Friday, July 5, 2013

variety over volume

When embarking on a Big Data effort, it almost always pays go for variety first.  While volume and velocity may be sexy, variety often makes data sets usable.


Now you can do all sorts of Machine Learning / Math to go and prove whether you should be going wide (adding variety) or deep (adding volume), but I'd like to offer a much more practical example.

Earlier I've written about our "Voice of the Customer" Pilot.  We are basically polling all our students who call in (or who we call).  We've had a tremendous response, but selling the data internally has been a bit of a slog because we tied it all together manually in a cumbersome and irregular process.

So I recently took the time to add the survey results to our Hadoop Cluster.

Somehow I convinced Wufoo (where our surveys live) to give me an integration key (a giant PITA), then leveraged the excellent WuParty ruby gem to download the survey results, which I drop in a tab delimited file and ship to S3 (where my EMR cluster picks them up for processing).

This is like 100K of data a day.  Certainty not big.

But with this added data source (aka additional variety) I am able to tie the actual calls to the survey results.  I throw this together in a delimited file which our BI team picks up from S3 and leverages to build reports for the CC managers and departments.

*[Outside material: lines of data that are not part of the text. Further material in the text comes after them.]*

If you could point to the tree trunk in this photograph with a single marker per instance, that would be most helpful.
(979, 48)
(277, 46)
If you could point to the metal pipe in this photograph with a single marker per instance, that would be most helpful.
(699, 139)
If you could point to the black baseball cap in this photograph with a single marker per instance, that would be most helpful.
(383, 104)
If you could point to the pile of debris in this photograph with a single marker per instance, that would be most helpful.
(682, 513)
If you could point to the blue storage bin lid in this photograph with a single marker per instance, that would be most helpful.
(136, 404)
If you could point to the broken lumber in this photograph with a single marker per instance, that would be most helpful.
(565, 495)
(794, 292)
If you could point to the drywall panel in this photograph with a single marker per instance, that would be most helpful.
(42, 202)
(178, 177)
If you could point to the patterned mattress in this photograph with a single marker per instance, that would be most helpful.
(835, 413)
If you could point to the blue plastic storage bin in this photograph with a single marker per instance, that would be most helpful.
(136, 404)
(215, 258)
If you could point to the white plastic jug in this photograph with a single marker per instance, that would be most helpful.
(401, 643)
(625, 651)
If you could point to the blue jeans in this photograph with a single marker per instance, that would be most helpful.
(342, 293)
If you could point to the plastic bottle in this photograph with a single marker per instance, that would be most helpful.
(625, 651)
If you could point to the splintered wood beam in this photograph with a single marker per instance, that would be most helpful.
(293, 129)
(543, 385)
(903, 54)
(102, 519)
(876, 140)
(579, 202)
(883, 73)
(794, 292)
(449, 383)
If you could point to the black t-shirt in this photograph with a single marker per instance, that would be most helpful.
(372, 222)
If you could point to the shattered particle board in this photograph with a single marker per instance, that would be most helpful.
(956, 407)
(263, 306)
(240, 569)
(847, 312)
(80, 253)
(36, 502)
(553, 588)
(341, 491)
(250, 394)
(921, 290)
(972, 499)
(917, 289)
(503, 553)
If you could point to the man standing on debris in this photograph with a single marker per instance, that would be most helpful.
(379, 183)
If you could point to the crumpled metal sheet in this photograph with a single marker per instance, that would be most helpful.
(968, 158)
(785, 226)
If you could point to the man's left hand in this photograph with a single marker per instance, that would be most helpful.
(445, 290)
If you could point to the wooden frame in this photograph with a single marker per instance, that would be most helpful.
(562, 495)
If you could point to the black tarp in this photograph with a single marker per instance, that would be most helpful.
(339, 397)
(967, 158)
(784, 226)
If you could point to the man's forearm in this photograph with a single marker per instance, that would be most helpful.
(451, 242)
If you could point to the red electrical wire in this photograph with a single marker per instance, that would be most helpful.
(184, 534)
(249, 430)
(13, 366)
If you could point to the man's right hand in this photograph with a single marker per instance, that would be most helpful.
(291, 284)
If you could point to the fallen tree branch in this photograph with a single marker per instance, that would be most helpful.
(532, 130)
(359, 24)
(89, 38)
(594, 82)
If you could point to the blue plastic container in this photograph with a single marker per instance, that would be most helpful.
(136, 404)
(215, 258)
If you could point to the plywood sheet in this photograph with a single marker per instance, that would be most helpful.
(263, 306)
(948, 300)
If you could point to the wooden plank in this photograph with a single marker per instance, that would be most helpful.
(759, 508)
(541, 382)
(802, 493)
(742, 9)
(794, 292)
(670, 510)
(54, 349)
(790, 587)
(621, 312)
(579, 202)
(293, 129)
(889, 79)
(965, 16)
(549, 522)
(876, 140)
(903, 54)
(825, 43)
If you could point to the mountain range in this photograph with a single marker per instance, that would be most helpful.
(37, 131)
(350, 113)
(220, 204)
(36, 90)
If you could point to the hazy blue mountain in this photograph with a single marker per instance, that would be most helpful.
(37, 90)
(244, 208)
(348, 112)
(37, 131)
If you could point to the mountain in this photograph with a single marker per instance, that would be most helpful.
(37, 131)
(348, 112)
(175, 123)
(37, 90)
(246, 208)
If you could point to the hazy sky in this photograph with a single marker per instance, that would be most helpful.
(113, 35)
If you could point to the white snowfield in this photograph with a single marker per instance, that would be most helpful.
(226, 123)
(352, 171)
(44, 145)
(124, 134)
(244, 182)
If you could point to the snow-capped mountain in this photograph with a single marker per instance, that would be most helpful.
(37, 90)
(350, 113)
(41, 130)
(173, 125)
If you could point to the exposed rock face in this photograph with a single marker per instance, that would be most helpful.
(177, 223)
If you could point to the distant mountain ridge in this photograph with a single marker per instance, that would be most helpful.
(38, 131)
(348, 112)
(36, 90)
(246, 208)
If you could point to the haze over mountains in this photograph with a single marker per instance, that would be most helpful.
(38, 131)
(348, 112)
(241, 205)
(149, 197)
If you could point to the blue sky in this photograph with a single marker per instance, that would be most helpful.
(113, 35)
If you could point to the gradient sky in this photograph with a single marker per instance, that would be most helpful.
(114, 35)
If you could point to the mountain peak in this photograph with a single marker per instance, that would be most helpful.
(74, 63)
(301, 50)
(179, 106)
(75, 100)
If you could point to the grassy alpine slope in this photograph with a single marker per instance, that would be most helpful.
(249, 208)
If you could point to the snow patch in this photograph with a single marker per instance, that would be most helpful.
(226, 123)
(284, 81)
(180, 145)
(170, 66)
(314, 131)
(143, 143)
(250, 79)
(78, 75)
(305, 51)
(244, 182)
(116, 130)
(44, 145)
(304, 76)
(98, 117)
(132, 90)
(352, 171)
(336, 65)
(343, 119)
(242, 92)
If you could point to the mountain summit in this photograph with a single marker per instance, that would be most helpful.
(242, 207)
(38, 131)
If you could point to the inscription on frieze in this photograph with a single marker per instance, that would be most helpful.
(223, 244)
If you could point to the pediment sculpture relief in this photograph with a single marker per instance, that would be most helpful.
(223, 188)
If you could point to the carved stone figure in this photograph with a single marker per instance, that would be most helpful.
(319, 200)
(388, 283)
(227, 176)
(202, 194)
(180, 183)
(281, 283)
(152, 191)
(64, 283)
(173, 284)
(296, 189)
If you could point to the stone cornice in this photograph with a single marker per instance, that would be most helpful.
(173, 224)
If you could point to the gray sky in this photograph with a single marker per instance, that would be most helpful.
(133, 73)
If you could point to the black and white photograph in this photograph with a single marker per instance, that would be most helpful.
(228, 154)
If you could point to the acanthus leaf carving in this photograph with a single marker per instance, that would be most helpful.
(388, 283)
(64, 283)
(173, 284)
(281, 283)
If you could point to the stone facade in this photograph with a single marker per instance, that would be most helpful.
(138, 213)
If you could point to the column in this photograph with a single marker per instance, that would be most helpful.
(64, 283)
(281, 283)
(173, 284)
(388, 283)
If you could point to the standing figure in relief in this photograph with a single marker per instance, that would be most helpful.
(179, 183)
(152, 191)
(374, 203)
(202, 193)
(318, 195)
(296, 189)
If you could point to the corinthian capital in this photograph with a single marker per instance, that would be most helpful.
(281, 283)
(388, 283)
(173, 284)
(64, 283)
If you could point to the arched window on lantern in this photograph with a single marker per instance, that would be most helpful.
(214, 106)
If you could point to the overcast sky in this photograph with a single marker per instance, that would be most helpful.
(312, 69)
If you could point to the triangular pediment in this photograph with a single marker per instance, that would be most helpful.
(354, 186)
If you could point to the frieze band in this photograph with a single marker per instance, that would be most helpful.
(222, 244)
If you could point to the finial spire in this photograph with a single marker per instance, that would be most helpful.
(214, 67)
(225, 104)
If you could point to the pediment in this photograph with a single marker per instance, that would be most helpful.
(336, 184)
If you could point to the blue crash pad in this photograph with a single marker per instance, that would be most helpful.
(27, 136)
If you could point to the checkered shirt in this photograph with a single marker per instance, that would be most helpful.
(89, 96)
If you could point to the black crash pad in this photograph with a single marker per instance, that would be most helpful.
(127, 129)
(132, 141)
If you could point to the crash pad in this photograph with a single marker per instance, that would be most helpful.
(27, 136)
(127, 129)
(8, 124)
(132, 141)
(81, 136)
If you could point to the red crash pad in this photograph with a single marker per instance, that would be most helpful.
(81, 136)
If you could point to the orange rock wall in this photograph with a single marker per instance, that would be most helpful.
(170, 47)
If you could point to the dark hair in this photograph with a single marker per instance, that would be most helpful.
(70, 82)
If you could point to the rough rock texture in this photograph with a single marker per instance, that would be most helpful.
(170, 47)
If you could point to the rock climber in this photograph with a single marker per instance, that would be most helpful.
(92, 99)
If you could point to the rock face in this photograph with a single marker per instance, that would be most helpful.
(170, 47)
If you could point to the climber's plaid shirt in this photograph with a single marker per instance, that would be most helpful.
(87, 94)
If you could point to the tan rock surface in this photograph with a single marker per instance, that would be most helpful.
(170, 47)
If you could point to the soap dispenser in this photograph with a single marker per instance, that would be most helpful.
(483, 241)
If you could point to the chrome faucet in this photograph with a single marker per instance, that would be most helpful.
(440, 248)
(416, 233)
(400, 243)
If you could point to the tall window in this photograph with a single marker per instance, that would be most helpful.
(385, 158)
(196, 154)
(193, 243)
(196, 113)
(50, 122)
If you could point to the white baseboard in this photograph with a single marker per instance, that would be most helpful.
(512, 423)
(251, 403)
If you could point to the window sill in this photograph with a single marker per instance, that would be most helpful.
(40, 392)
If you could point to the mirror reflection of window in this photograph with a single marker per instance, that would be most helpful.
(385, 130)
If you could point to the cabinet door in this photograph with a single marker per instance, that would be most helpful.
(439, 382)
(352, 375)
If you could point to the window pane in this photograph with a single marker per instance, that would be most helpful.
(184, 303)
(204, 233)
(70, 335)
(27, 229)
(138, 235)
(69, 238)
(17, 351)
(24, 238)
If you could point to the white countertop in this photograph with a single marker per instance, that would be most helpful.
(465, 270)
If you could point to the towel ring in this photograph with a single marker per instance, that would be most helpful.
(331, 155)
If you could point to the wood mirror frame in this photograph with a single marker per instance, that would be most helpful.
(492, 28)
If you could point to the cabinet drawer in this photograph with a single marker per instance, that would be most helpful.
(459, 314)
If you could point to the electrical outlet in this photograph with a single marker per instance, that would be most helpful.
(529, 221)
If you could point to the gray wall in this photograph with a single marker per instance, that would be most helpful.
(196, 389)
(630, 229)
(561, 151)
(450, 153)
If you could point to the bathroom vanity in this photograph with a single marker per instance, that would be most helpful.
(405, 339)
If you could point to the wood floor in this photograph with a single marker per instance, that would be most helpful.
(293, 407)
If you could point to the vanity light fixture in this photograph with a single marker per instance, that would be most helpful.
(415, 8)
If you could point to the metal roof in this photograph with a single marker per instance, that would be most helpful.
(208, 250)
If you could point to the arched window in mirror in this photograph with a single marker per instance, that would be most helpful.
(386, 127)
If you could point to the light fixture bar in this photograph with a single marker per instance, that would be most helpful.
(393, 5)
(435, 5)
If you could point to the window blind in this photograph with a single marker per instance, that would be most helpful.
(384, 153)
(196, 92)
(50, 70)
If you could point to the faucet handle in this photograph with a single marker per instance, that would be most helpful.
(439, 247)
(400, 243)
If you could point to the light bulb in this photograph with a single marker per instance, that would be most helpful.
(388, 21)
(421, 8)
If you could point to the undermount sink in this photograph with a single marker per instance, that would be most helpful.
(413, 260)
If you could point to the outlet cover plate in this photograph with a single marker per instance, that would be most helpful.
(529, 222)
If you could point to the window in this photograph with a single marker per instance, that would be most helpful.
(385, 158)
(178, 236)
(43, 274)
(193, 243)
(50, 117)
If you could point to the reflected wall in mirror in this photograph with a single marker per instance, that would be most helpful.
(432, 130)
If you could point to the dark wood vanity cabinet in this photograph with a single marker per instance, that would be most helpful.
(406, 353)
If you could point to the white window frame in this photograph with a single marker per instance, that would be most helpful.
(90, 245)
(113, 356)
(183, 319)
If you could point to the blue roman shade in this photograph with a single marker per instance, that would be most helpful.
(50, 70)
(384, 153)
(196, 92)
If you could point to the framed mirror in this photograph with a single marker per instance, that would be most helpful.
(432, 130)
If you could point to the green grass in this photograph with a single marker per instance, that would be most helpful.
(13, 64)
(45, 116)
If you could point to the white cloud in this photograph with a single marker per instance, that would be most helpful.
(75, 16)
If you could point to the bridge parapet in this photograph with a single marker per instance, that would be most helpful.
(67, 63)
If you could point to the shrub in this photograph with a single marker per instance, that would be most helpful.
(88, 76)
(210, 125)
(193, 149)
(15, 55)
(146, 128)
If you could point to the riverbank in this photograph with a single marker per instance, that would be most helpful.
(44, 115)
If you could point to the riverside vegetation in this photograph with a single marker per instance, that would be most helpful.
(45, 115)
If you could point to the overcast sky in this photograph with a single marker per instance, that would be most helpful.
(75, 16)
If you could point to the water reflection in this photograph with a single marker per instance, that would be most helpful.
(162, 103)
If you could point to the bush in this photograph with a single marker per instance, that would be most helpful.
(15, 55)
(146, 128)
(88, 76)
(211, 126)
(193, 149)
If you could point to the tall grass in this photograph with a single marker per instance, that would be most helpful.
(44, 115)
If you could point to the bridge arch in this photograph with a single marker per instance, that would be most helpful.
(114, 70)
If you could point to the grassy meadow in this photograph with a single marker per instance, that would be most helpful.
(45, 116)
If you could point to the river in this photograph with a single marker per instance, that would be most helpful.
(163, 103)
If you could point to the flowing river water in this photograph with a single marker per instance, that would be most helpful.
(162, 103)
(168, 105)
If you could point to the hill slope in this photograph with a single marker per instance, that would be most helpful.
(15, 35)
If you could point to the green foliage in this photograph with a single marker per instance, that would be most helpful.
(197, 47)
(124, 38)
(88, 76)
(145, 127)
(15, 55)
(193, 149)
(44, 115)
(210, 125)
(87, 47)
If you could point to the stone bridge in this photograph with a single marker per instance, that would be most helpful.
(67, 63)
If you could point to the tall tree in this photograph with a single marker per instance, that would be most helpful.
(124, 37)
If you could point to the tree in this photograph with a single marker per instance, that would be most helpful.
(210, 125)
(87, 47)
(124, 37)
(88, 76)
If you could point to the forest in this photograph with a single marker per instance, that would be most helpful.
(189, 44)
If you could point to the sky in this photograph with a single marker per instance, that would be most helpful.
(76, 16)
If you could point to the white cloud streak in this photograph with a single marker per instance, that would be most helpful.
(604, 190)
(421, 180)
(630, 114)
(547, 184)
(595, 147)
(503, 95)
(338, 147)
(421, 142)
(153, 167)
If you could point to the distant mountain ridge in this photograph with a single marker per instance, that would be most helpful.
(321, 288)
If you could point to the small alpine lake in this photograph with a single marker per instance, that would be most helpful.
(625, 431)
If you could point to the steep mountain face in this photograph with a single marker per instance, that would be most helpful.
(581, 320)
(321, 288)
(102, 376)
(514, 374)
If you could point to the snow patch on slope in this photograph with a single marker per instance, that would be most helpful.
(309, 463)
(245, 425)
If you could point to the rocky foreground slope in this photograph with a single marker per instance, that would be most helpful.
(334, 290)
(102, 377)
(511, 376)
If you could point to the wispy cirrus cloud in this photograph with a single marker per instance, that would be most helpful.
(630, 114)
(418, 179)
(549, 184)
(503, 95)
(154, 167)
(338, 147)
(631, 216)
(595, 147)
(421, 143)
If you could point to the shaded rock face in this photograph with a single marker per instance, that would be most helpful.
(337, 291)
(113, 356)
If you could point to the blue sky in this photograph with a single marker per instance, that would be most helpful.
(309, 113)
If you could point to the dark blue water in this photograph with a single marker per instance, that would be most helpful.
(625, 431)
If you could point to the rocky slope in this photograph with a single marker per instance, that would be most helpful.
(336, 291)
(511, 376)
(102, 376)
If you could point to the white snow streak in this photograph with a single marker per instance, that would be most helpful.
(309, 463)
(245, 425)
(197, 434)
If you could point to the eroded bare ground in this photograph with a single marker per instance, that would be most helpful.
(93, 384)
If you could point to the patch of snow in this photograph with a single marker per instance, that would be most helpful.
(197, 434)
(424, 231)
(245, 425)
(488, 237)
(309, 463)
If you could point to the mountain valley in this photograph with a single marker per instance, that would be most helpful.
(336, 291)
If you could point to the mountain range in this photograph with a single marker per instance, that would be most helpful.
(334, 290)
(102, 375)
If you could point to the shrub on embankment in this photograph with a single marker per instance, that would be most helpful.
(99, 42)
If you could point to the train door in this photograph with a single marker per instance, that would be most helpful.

This is damn near real time feedback on our call centers, and it is accessible.
hive -e 'select fb.username, fb.email, fb.interaction_id, fb.department, call.department, call.resource_name, fb.satisfied, fb.ease, fb.recommend, fb.comments, fb.created_date, call.l1_name, call.l2_name, call.l3_name, call.l4_name from feedback fb JOIN calls call ON (fb.interaction_id=call.interaction_id) WHERE resource_name RLIKE "^[A-Za-z]" AND call.l1_name IS NOT NULL and call.l1_name <> "" GROUP BY fb.username, fb.email, fb.interaction_id, fb.department, call.resource_name, call.department, fb.satisfied, fb.ease, fb.recommend, fb.comments, fb.created_date, call.l1_name, call.l2_name, call.l3_name, call.l4_name;' > agent_feedback.csv
So what I've done here, is add almost no volume to our cluster ... but deliver a ton of value with variety.

And the survey results are not a one trick pony, now that I have this data coming into my cluster I can leverage it new and unthought of ways.  How about looking at student outcomes and CSAT scores?  Can falling CSAT predict bad outcomes?  How about the opposite?

Good questions start to arise only when we have the data to ask them.